雨上がりは君の隣にいたい

雨の噂

六月に入って、梅雨になった。
そして、自然と雨の日が多くなってから、ある噂が生徒の間で、話題になっていた。
水月(みづき)
「どうしたの?」
放課後になって、すぐ、同じクラスの柚葉が話しかけてきた。
「雨の日の放課後、出るんだって」
「何が?」
「幽霊」
「えぇっ、それ、本当なの?」
「まだ、分からないけど、出るんだって」
雨の日の放課後、誰も居ない教室で幽霊が出る。
その噂が流れ始めた頃、それを確かめる人が増えたらしい。
だけど、誰も居ない教室には、やはり、誰も居ない。だから、すぐ、確かめようとする人は、居なくなった。
私は、そんな噂がある事さえ、知らなかった。
「あっ、私、先生のところ、行かないと」
「そうだったね。引き留めちゃった」
「大丈夫だよ」
「ありがとう。また、明日」
「うん。またね」
私は、学級委員の仕事で、普段、閉まっている、生徒会室で、資料の整理をしていた。
「こんな感じかな」
そういえば、今日は、雨だな。
柚葉が言っていた幽霊が居るかもしれない日。
まあ、幽霊なんて、信じてないけど。
そんな事を思いながら、生徒会室を出て、鍵を閉めて、鍵を返しに職員室へ向かう。今日は、部活も委員会も無いから、放課後は、静かだ。
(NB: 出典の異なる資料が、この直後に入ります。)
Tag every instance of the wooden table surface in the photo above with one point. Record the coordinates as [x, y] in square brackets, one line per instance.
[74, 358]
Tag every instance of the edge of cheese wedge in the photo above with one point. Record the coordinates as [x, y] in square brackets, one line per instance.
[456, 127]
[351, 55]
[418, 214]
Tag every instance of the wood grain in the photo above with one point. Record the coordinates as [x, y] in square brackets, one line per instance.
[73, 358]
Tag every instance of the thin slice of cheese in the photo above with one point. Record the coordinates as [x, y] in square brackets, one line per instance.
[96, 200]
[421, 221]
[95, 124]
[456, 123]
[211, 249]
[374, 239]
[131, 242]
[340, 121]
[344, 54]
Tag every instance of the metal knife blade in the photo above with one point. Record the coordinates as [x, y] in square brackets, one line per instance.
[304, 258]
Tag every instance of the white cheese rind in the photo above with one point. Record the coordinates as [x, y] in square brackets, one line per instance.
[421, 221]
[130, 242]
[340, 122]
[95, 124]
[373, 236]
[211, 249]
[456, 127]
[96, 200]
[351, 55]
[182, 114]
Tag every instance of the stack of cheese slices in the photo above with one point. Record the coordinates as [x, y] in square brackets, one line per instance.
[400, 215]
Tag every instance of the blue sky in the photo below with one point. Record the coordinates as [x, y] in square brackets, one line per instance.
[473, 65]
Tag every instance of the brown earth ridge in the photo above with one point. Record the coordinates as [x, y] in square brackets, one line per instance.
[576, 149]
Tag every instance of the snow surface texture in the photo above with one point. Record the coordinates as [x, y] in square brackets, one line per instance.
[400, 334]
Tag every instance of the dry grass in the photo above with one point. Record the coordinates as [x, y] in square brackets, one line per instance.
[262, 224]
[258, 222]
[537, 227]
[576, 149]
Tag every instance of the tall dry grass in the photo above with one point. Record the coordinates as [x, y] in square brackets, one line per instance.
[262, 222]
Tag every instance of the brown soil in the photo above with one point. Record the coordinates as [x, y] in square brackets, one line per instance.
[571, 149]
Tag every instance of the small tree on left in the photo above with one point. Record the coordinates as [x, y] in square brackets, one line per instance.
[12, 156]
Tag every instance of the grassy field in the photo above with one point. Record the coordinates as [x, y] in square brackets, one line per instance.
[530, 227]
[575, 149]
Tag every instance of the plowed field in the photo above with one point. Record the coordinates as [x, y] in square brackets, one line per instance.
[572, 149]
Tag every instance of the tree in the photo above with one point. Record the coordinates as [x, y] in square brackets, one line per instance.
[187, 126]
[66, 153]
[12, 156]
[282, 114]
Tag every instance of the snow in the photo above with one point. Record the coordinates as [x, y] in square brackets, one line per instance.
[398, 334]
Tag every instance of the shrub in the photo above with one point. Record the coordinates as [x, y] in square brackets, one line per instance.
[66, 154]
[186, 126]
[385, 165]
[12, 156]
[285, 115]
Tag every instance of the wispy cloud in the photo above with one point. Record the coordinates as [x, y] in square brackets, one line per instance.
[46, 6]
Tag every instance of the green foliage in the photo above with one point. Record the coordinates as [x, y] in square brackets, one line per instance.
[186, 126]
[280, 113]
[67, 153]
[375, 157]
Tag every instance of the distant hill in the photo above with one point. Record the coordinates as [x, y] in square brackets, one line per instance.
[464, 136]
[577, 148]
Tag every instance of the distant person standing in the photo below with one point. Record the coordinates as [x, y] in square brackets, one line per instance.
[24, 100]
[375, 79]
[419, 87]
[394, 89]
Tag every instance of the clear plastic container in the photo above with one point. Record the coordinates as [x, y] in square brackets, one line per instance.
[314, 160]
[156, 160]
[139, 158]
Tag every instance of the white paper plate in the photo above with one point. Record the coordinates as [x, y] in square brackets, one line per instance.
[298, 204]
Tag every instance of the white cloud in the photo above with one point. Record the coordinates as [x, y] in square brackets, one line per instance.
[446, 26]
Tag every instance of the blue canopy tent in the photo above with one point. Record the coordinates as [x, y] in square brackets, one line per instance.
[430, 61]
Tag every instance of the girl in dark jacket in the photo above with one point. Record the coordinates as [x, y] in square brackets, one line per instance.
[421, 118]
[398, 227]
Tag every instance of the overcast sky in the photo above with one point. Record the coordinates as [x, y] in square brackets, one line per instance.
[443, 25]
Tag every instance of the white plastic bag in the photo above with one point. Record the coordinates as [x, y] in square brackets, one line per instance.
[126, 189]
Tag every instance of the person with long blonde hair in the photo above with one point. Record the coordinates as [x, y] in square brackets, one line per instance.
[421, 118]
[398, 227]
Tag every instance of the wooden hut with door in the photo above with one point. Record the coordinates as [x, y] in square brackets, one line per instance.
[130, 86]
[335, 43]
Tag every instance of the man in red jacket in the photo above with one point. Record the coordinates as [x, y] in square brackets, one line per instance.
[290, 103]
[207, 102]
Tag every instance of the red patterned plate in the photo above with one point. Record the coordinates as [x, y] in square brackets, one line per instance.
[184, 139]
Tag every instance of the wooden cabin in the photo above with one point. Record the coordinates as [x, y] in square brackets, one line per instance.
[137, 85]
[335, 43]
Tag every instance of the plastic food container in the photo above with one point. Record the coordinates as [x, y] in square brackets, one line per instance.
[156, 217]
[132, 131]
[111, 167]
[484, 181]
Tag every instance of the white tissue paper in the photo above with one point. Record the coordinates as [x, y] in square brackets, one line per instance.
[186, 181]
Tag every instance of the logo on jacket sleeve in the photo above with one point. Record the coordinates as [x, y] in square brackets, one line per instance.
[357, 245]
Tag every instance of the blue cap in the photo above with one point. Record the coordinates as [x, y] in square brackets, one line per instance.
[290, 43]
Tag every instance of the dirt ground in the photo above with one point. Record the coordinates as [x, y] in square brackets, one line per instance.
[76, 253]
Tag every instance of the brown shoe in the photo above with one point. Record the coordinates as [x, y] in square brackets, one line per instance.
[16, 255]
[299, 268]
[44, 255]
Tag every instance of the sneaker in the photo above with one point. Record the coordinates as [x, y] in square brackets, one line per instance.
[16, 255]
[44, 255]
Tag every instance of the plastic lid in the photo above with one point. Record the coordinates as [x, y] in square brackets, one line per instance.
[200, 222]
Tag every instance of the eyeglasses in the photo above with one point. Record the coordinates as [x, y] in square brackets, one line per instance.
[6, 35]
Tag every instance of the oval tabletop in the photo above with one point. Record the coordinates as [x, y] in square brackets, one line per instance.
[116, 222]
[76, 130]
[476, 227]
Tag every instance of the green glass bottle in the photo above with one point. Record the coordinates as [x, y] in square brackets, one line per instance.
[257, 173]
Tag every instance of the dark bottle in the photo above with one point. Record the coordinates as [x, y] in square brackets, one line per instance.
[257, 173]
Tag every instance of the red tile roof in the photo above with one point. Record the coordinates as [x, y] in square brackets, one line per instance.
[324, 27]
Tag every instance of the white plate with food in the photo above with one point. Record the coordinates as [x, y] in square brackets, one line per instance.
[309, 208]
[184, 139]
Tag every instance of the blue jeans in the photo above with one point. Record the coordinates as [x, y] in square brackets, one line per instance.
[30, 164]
雨の音が聞こえて来て、外を見ると、反対側の校舎の教室に一瞬だけ、人影が見えた。
あの教室は、うちのクラスだ。
私は、気づいたら、走っていた。
今の時間、先生達は、会議で、全員、職員室だ。
だから、こんな時間に教室に居るのは、先生以外の誰かしか居ない。
もしかして、幽霊とか。いや、それは、無いだろう。
「着いた」
私は、一度、深呼吸をする。
そして、勢いよく、扉を開けた。